Bonillo-García Miguel Ángel, Ordaz-Jurado Domingo Guzmán, Ortiz-Salvador Juan, Colet-Guitert Josep Oriol, Morán-Pascual Eduardo, Martínez-Cuenca Esther, Arlandis-Guzmán Salvador
Sección de Urología Reconstructiva y Funcional, Servicio de Urología, Hospital Universitario y Politécnico La Fe, Valencia, Spain.
Front Immunol. 2025 Aug 1;16:1626422. doi: 10.3389/fimmu.2025.1626422. eCollection 2025.
Neurogenic Bladder (NB) patients are highly susceptible to recurrent urinary tract infections (UTIs), often requiring repeated hospitalizations and prolonged antibiotic use. Current preventive strategies, including long-term antibiotics, frequently fail due to resistance and limited efficacy. Autovaccination, a form of personalized immunoprophylaxis using inactivated patient-specific bacterial strains, has shown potential in reducing UTI recurrence but has not been well studied in NB populations.

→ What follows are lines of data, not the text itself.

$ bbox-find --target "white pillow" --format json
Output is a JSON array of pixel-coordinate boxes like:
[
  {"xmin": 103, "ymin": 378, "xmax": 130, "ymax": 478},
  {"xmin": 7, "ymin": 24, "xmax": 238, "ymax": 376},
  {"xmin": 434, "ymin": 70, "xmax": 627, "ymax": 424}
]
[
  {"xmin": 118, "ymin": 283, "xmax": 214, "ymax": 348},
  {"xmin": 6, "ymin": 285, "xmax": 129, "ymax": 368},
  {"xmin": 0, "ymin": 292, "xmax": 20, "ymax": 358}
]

A prospective, single-center study was conducted at the Hospital Universitari i Politécnic La Fe València, Spain. Eligible participants were individuals of any gender, aged between 18 and 65 years, with a confirmed diagnosis of NB. They were required to have experienced recurrent UTIs within the past twelve months, despite having undergone a six-month regimen of prophylactic antibiotics without success. Participants received a sublingual bacterial autovaccine (Uromune) prepared from uropathogens isolated from their own urine cultures. Primary outcomes included changes in hospitalization and emergency admission rates, while secondary outcomes assessed UTI-free time and patient-reported outcomes using validated instruments.
The study included 71 adult NB patients with recurrent UTIs. Autovaccination significantly reduced hospitalizations (from 1.76 ± 3.47 to 0.78 ± 1.38, p < 0.001) and emergency admissions (from 8.62 ± 6.35 to 3.93 ± 4.48, p < 0.001). At 3, 6, 9, and 12 months post-treatment, UTI-free rates were 69.1%, 42.6%, 29.4%, and 20.6%, respectively. Most patients reported high satisfaction and perceived clinical improvement.
Autovaccination appears to be a promising strategy for reducing the burden of recurrent UTIs in NB patients, with high patient satisfaction and fewer hospital visits. These findings support the need for larger, multicenter trials to confirm efficacy and define optimal treatment protocols.
神经源性膀胱(NB)患者极易反复发生尿路感染(UTI),常常需要反复住院并长期使用抗生素。目前的预防策略,包括长期使用抗生素,由于耐药性和疗效有限,常常失败。自身疫苗接种是一种使用患者特异性灭活菌株的个性化免疫预防形式,已显示出降低UTI复发的潜力,但在NB人群中尚未得到充分研究。
在西班牙巴伦西亚的拉费大学医院进行了一项前瞻性单中心研究。符合条件的参与者为年龄在18至65岁之间、确诊为NB的任何性别个体。尽管他们已经接受了为期六个月的预防性抗生素治疗但未成功,但仍要求他们在过去十二个月内经历过反复的UTI。参与者接受了一种从他们自己尿液培养物中分离出的尿路病原体制备的舌下细菌自身疫苗(Uromune)。主要结局包括住院率和急诊入院率的变化,而次要结局则使用经过验证的工具评估无UTI时间和患者报告的结局。
该研究纳入了71例患有反复UTI的成年NB患者。自身疫苗接种显著降低了住院率(从1.76±3.47降至0.78±1.38,p<0.001)和急诊入院率(从8.62±6.35降至3.93±4.48,p<0.001)。治疗后3、6、9和12个月时,无UTI率分别为69.1%、42.6%、29.4%和20.6%。大多数患者报告高度满意并感觉临床症状有所改善。
自身疫苗接种似乎是减轻NB患者反复UTI负担的一种有前景的策略,患者满意度高且就诊次数减少。这些发现支持需要进行更大规模的多中心试验以确认疗效并确定最佳治疗方案。